And They Get the Election Day Op-Ed Wrong Too

Ya know, it’s funny: the Daily News is the paper that’s always on the chopping block, but the Inquirer is just about as dumb as dumb can be. If yesterday’s last minute Hail Mary was high comedy, today’s bitter little editorial is a farce. So let’s fisk it.

The congressman from Delaware County was able to portray Specter as a Washington insider, even though Sestak himself is a two-term incumbent.

Sestak’s had two terms. Arlen Specter was elected DA in Philadelphia in 1965, ran for Mayor and lost in 1967, was re-elected DA in 1969, was defeated as DA in 1973, spent the 1970s running for senate and governor of the state, was elected to the US Senate in the 1980s, where he served for 30 years. He also ran for president. When he jumped to the Democratic party, he was IMMEDIATELY endorsed by the Governor, by Pennsylvania’s other senator, by the state party leadership, and by the US President himself, all of who told Sestak to bugger off.

Which one sounds like the insider to you?

Specter’s five terms of service have been distinguished and meaningful.

The Anita Hill hearings were distinguished? The Clinton impeachment was meaningful? Sending thousands of American troops to die in Iraq waged for no good reason: was that distinguished, or does that count as meaningful? Endorsing McCain/Palin was meaningful? Voting in favor of the Military Commissions act of 2006, which repealed habeas corpus and legitimized torture was distinguished? Cutting the president’s economic stimulus plan to the point that it hasn’t accomplished anywhere near what it was supposed to do, and putting PA’s most vulnerable citizens in peril was distinguished?

Seriously, I could go on like this all day.

The recession, combined with voter anger at soaring government spending and debt, evident in the rise of the tea-party movement, have spurred these results.

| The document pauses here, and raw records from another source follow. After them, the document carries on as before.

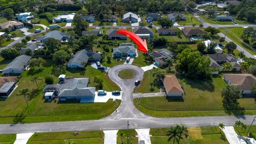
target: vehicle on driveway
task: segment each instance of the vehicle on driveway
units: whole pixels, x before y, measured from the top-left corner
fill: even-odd
[[[99,90],[98,91],[98,95],[105,95],[107,94],[107,91],[104,90]]]
[[[137,80],[136,80],[136,81],[135,81],[135,83],[135,83],[135,85],[139,85],[140,83],[140,79],[137,79]]]
[[[113,95],[120,95],[121,92],[118,91],[112,91]]]

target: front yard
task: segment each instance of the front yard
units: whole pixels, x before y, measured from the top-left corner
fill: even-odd
[[[241,110],[226,111],[224,108],[221,91],[227,84],[222,77],[223,75],[219,75],[213,77],[212,82],[211,82],[189,79],[178,76],[180,84],[185,89],[185,94],[182,98],[142,98],[140,100],[134,99],[134,103],[142,113],[155,117],[203,116],[240,114],[242,113]],[[146,81],[149,79],[147,78]],[[143,87],[150,87],[149,82],[143,83]],[[239,106],[245,109],[245,114],[256,114],[256,105],[253,98],[245,97],[238,101]]]

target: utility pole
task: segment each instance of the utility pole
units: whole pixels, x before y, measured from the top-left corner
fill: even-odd
[[[254,118],[253,118],[253,120],[252,120],[252,123],[251,124],[251,125],[250,125],[249,129],[248,129],[248,131],[246,132],[246,135],[248,135],[248,133],[249,132],[250,129],[251,129],[251,127],[252,127],[252,125],[253,123],[253,122],[256,120],[256,116],[254,116]]]

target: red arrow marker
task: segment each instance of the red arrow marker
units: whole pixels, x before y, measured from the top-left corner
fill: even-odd
[[[141,51],[145,53],[147,53],[148,52],[148,46],[147,46],[147,43],[145,39],[142,41],[142,39],[141,39],[141,38],[140,38],[140,37],[137,36],[135,34],[131,31],[125,29],[119,29],[117,30],[116,34],[125,35],[129,37],[138,45],[138,46],[139,46],[139,49],[138,49],[139,51]]]

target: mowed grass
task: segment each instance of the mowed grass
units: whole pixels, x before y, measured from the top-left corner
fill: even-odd
[[[182,98],[164,97],[134,99],[135,107],[142,113],[155,117],[186,117],[228,115],[222,104],[221,92],[227,84],[219,75],[213,82],[189,79],[178,77],[184,87]],[[150,87],[144,83],[146,87]],[[245,109],[245,114],[256,114],[254,99],[244,97],[238,100],[239,106]]]
[[[30,137],[27,143],[60,144],[72,141],[76,143],[103,143],[103,137],[102,131],[36,133]]]
[[[0,143],[12,144],[16,139],[16,134],[0,134]]]
[[[2,62],[6,65],[6,62]],[[58,76],[65,74],[67,77],[89,77],[89,86],[94,86],[94,76],[103,80],[103,89],[107,91],[119,90],[119,88],[108,77],[105,72],[88,66],[85,70],[59,69],[52,65],[52,60],[46,59],[46,68],[37,75],[43,79],[46,76],[55,74],[55,83],[58,82]],[[4,66],[1,67],[4,67]],[[120,105],[121,101],[113,101],[109,100],[106,103],[80,103],[79,101],[66,102],[46,102],[42,91],[45,85],[44,81],[38,81],[41,83],[37,91],[35,84],[31,82],[33,76],[28,71],[21,75],[20,82],[18,87],[8,98],[0,101],[0,123],[34,123],[43,122],[56,122],[64,121],[78,121],[99,119],[111,114]],[[28,96],[29,107],[24,115],[22,113],[26,108],[23,96],[19,94],[19,90],[28,88],[34,92]]]
[[[186,12],[183,13],[185,17],[186,20],[181,20],[178,23],[180,26],[192,26],[193,23],[196,24],[196,26],[199,26],[202,24],[196,18],[193,16],[192,14],[189,12]]]
[[[243,33],[243,29],[242,27],[229,27],[228,28],[220,28],[219,29],[222,34],[226,34],[228,38],[245,49],[249,53],[252,55],[256,55],[256,52],[247,46],[240,37]]]
[[[149,132],[152,144],[172,143],[173,139],[167,142],[166,132],[168,129],[151,129]],[[215,127],[188,127],[189,138],[183,138],[180,143],[229,143],[225,135],[220,133]],[[175,143],[178,143],[176,141]]]
[[[29,33],[34,33],[35,32],[35,30],[37,29],[40,29],[41,30],[44,30],[44,28],[40,26],[34,26],[31,29],[29,29],[28,30],[28,32],[29,32]]]
[[[16,37],[21,37],[25,36],[25,35],[24,35],[23,34],[22,34],[22,33],[21,33],[21,30],[20,30],[20,29],[11,31],[10,32],[10,34],[11,35],[12,35],[13,34],[15,34],[15,35],[16,36]]]
[[[119,71],[118,76],[122,79],[131,79],[135,76],[135,73],[130,69],[124,69]]]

The tea party people aren’t a movement: it’s a right-wing GOP operation run by Dick Armey’s Freedomworks. They represent a tiny fraction of people, and do not represent the majority of Pennsylvanians who are angry because they are out of work. Nearly 650,000 Pennsylvanians are unemployed and probably won’t get an extension because the elites that run country think the recession is over. It wasn’t the Tea Party that elected Joe Sestak: the Tea Party would never vote for a Democrat, ever. DUH.

Specter, who always had an uneasy relationship with conservatives, set in motion his move to the Democratic Party in February 2009, when he voted for President Obama’s $787 billion economic recovery package. He was one of only three GOP lawmakers in Congress to vote for it; the reaction from the right against him was swift and forceful.

That reaction was already coming, and in fact arrived in 2004, when Bush and Santorum had to save Specter’s ass. After that, Specter obeyed his masters: his “uneasy” relationship with conservatives translated into an 84% reliability rating as he voted lockstep with his party on almost everything. Furthermore, the Inquirer again leaves out the important fact that Specter, as a Republican, cut the President’s recovery package by $100 billion dollars, and bragged he wanted to cut more. That robbed the state of $1.6 billion, which would have closed our budget gap. Funny how that never gets mentioned.

Specter’s internal polling told the five-term incumbent that he would likely lose the Republican primary to Toomey. So Specter announced in April 2009 he was switching parties.

It wasn’t because he disagreed with the Republicans, seeing as he spent 2008 campaigning for Grampa and the Crazy Lady, and openly hoped that PA voters were racists. It was because he couldn’t win with the Republicans, so he arrogantly assumed that the Democrats would accept him.

Specter’s entry into the Democratic Party was smoothed by Gov. Rendell and Obama, who endorsed him.

If it was “smoothed”, why did he lose to a two-term, relatively unknown backbencher in the House?

Sestak questioned why the party should simply hand the nomination to a lifelong Republican, and decided to challenge Specter’s candidacy without the support of the party establishment.

Sestak proved to be an aggressive fund-raiser. He aired TV ads questioning Specter’s liberal credentials, and highlighting his support for the policies of Republican President George W. Bush. Those ads also accused Specter, in his own words, of switching parties to get reelected.

This is called “burying the lede”, and it is the only accurate statement in the entire editorial.

The total cluelessness is not surprising from a newspaper that thinks Rick Santorum and John Yoo have anything worth reading. Big time FAIL.